Exemples de formules de seuil

Voici des formules simples que j'utilise comme point de départ :

Seuil basé sur médiane/IQRSeuil = médiane_mesure + 1.5 * IQR_mesure
Seuil basé sur percentilesSeuil = percentile95_mesure + 0.1 * percentile95_mesure
Seuil hybride RMS+KurtosisSi kurtosis > 3 (pics impulsifs) alors seuil = RMS_median * 0.8 sinon seuil = RMS_median * 1.2

Ces coefficients (1.5, 0.1, 0.8/1.2) sont à ajuster en fonction de la criticité et des retours terrains.

Traitement du signal et choix des indicateurs

Sur pompes centrifuges, certains indicateurs sont particulièrement utiles :

  • RMS — bon pour l'énergie globale du signal.
  • Enveloppe — très utile pour détecter problèmes de roulements ou cavitation (impulsions).
  • Spectre (FFT) — pour identifier déséquilibres, désalignements, défauts de pales selon harmoniques.
  • Kurtosis & crest factor — détectent l'apparition d'impulsions; précieux pour capter défauts naissants.

Je recommande de calculer plusieurs indicateurs et de les combiner dans une logique de vote : par exemple, déclencher alarme seulement si au moins deux indicateurs dépassent leur seuil.

Gestion des variations opérationnelles

La clé d'un système adaptatif efficace est la contextualisation. Quelques pratiques que j'applique :

  • Associer les seuils à des plages de fréquence du moteur (pour pompes variées par variateur). Un même niveau de vibration peut être normal à 3000 tr/min mais critique à 1500 tr/min.
  • Utiliser des entrées processus (débit, pression, position vanne) pour exclure certains transitoires du calcul des références.
  • Intégrer des fenêtres de non-alarme lors des démarrages/arrêts (paramétrables selon la courbe de montée en charge).

Algorithme en temps réel : exemple simple

Voici un pseudo-algorithme que j'ai déployé sur des contrôleurs edge (ex. National Instruments, Advantech ou gateways IIoT) :

  • Collecter mesures vibration toutes les secondes.
  • Attribuer état opératoire (via tag PLCSpeed, flow).
  • Pour l'état courant, mettre à jour rolling_window (dernières 7j ou 10k mesures).
  • Calculer median et IQR; seuil = median + 1.5 * IQR.
  • Si mesure instantanée > seuil pendant plus de T_hold (ex. 60 s) —> flag d'alerte locale.
  • Validation serveur : si alerte persistante et confirmée par spectre/enveloppe —> notification maintenance.

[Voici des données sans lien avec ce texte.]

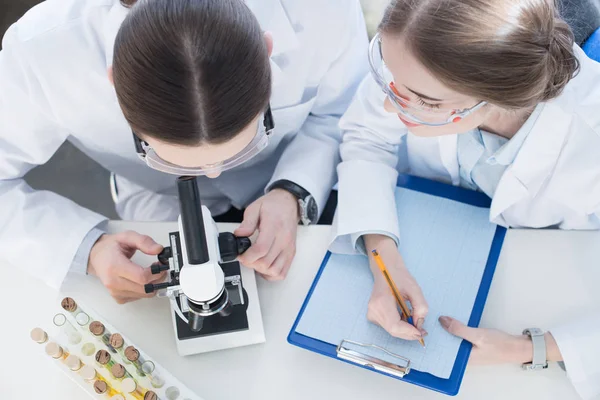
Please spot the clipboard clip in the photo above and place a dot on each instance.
(356, 357)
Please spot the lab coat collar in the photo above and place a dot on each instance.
(116, 15)
(273, 18)
(508, 152)
(535, 160)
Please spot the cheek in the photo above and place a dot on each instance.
(471, 122)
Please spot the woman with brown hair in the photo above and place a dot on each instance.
(492, 96)
(246, 95)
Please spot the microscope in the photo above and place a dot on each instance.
(214, 301)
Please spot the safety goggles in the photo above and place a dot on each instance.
(258, 144)
(417, 112)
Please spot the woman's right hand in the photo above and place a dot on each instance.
(383, 309)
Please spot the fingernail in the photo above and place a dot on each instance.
(445, 321)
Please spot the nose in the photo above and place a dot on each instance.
(389, 107)
(213, 175)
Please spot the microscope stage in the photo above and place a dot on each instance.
(241, 328)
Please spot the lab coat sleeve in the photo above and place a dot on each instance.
(136, 203)
(368, 171)
(310, 159)
(39, 230)
(579, 344)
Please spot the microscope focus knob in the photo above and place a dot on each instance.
(231, 246)
(157, 268)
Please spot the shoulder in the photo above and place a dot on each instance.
(581, 97)
(54, 15)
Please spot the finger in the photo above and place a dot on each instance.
(124, 298)
(125, 285)
(262, 247)
(133, 272)
(144, 243)
(418, 304)
(459, 329)
(280, 267)
(267, 263)
(250, 222)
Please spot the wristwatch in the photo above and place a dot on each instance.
(309, 211)
(539, 350)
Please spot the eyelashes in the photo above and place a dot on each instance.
(422, 103)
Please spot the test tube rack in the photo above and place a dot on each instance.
(159, 380)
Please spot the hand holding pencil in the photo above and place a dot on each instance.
(387, 307)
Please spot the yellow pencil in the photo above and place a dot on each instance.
(395, 291)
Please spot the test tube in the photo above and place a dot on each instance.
(172, 393)
(55, 351)
(73, 336)
(133, 355)
(149, 369)
(119, 371)
(73, 362)
(88, 349)
(130, 386)
(99, 331)
(38, 335)
(118, 343)
(150, 395)
(102, 387)
(69, 305)
(103, 359)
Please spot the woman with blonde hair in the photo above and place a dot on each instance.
(492, 96)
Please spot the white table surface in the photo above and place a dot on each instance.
(542, 276)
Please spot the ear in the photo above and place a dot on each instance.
(110, 76)
(269, 42)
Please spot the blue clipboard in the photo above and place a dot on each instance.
(451, 385)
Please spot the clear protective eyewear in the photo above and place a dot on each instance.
(258, 144)
(418, 113)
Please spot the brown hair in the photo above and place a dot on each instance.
(190, 72)
(511, 53)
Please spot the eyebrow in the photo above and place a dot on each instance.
(422, 95)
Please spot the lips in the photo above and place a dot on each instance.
(408, 123)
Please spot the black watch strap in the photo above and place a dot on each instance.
(309, 211)
(298, 191)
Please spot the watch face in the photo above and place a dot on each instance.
(312, 210)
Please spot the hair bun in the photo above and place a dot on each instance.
(562, 62)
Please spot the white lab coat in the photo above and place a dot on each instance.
(553, 182)
(54, 87)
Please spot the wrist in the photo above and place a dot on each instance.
(522, 351)
(289, 199)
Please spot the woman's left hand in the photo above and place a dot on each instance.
(491, 346)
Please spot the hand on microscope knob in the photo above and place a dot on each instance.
(110, 261)
(275, 216)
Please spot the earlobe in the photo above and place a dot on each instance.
(269, 42)
(110, 75)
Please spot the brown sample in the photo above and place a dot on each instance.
(116, 340)
(132, 353)
(118, 371)
(102, 357)
(97, 328)
(100, 387)
(68, 304)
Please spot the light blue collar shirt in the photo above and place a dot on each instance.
(483, 157)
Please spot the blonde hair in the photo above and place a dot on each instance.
(510, 53)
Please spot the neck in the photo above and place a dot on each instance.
(505, 123)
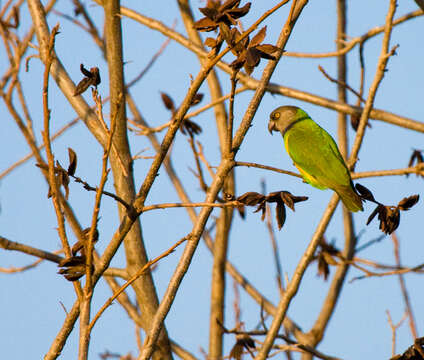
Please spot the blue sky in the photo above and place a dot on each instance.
(30, 306)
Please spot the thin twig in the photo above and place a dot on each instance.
(140, 272)
(408, 307)
(340, 83)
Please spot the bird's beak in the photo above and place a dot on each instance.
(271, 126)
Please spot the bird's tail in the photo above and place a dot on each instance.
(350, 198)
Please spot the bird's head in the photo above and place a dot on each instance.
(283, 117)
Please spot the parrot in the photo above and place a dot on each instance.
(315, 153)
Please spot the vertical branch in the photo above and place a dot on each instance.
(54, 187)
(221, 174)
(317, 331)
(123, 180)
(408, 308)
(381, 69)
(229, 138)
(294, 284)
(89, 286)
(225, 219)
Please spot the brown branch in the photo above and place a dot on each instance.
(54, 186)
(252, 83)
(381, 68)
(341, 83)
(265, 167)
(405, 295)
(223, 170)
(186, 205)
(230, 268)
(134, 277)
(294, 284)
(394, 327)
(357, 40)
(89, 246)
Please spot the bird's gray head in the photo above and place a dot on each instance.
(283, 117)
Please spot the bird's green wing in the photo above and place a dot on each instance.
(315, 154)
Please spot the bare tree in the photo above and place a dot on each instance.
(228, 55)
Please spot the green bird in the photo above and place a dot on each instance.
(314, 152)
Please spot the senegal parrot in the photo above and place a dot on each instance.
(314, 153)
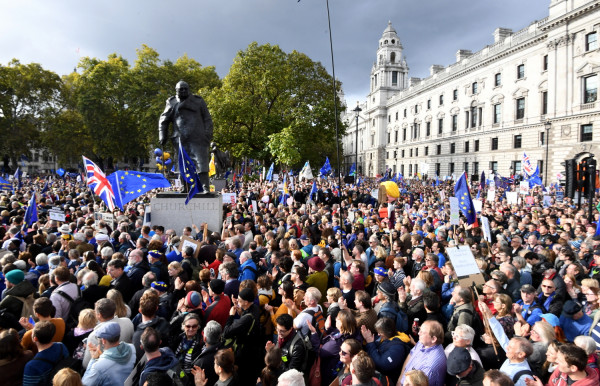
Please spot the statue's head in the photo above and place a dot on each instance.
(182, 89)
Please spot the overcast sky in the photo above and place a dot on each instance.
(57, 33)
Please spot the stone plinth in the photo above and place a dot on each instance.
(170, 211)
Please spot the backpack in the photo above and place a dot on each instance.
(318, 321)
(476, 322)
(77, 305)
(61, 363)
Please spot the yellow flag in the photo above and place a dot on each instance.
(211, 166)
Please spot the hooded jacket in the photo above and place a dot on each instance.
(164, 362)
(112, 367)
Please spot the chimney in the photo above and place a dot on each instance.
(435, 68)
(501, 33)
(462, 54)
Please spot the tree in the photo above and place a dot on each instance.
(270, 96)
(28, 98)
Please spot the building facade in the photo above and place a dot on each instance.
(534, 91)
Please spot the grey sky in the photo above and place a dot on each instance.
(57, 33)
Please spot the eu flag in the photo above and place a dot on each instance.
(188, 173)
(129, 185)
(31, 212)
(461, 191)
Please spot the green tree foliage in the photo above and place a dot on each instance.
(276, 106)
(28, 99)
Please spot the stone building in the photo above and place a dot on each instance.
(533, 91)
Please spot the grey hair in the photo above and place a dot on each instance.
(212, 332)
(41, 259)
(466, 331)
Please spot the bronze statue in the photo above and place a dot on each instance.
(193, 125)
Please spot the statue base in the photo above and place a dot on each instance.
(170, 211)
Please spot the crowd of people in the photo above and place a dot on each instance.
(330, 288)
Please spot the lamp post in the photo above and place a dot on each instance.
(547, 126)
(357, 110)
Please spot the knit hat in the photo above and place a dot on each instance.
(217, 285)
(380, 271)
(193, 299)
(15, 276)
(246, 294)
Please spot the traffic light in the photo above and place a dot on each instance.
(570, 178)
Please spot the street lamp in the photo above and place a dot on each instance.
(357, 110)
(547, 126)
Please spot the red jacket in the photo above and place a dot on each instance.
(559, 379)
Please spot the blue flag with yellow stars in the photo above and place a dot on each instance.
(129, 185)
(188, 173)
(461, 191)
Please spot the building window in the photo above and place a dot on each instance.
(497, 113)
(590, 89)
(591, 41)
(542, 138)
(520, 108)
(494, 143)
(517, 140)
(587, 133)
(544, 102)
(520, 71)
(473, 116)
(494, 166)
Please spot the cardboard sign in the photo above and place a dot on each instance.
(512, 198)
(454, 211)
(524, 187)
(187, 241)
(229, 198)
(465, 266)
(56, 215)
(485, 224)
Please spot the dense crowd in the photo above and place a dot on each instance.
(332, 287)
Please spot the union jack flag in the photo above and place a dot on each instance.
(527, 167)
(96, 180)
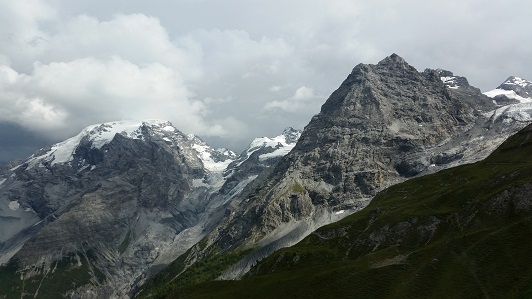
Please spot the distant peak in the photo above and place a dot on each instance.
(517, 81)
(393, 59)
(290, 130)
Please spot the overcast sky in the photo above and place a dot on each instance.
(228, 71)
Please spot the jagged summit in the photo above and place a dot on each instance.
(395, 61)
(98, 135)
(512, 90)
(452, 81)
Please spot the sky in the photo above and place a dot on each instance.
(228, 71)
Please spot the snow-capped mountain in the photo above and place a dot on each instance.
(386, 123)
(512, 90)
(269, 147)
(117, 201)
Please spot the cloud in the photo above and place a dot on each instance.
(229, 75)
(60, 96)
(301, 98)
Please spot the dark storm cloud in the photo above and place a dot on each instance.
(231, 70)
(17, 142)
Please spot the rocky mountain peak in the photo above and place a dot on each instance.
(291, 135)
(452, 81)
(521, 86)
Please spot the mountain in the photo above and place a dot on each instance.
(133, 208)
(97, 214)
(386, 123)
(460, 233)
(513, 90)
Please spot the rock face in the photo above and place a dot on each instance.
(113, 202)
(116, 203)
(384, 124)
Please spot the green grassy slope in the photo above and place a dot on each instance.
(460, 233)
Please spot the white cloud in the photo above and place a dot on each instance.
(302, 97)
(58, 97)
(213, 70)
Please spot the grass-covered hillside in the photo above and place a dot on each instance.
(464, 232)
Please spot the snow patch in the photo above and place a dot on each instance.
(508, 93)
(450, 82)
(516, 112)
(99, 135)
(208, 162)
(14, 205)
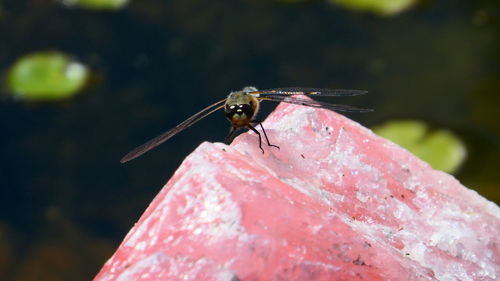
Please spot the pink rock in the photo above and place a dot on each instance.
(336, 202)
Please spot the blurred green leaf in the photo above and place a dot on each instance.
(46, 76)
(380, 7)
(441, 149)
(97, 4)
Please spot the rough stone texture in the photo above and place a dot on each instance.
(335, 202)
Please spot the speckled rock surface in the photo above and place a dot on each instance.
(334, 203)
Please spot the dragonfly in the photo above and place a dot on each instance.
(241, 108)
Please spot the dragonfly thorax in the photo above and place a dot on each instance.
(240, 108)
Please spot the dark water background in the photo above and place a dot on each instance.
(65, 200)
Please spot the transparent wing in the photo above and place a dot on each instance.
(313, 103)
(324, 92)
(138, 151)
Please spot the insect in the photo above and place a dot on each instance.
(242, 106)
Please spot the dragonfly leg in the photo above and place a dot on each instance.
(231, 135)
(260, 138)
(265, 135)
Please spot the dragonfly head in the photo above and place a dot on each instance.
(241, 107)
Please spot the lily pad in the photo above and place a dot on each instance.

Réduire les faux positifs avec des stratégies complémentaires

  • Vote multi-capteurs: utiliser capteurs sur paliers opposés; un seul capteur qui dépasse peut être bruit local.
  • Validation spectrale: exiger la présence d'harmoniques caractéristiques (ex. fréquence de balourdissement, fréquence de défaut de roulement) pour valider l'alerte.
  • Machine Learning léger: modèles de clustering (k-means, isolation forest) pour repérer comportements anormaux sans étiquettes. J'ai utilisé Isolation Forest pour prioriser événements et réduire le bruit.
  • Feedback humain: intégrer un mécanisme de labelisation simple : technicien confirme/infirme alarme; cela améliore un modèle supervisé ultérieur.

Outils et plateformes

Sur plusieurs projets j'ai intégré ces approches via :

  • Solutions de condition monitoring dédiées : SKF @ptitude, Emerson AMS — pour pipelines de diagnostic et offres d'alarme avancées.
  • Plateformes IIoT : ThingWorx, Siemens MindSphere — pour l'orchestration, le stockage temporel et la mise à jour des seuils.
  • Edge computing : gateways Advantech, NI ou solutions basées sur Raspberry Pi + logiciels open-source (Prometheus + Grafana pour visualisation).

La bonne pratique est d'installer une boucle d'amélioration continue : mesurer, ajuster, valider, et incorporer le retour des équipes de maintenance. Les seuils adaptatifs ne sont pas une magie — ils demandent un peu de governance, mais ils rendent la surveillance bien plus robuste et crédible vis-à-vis des opérationnels.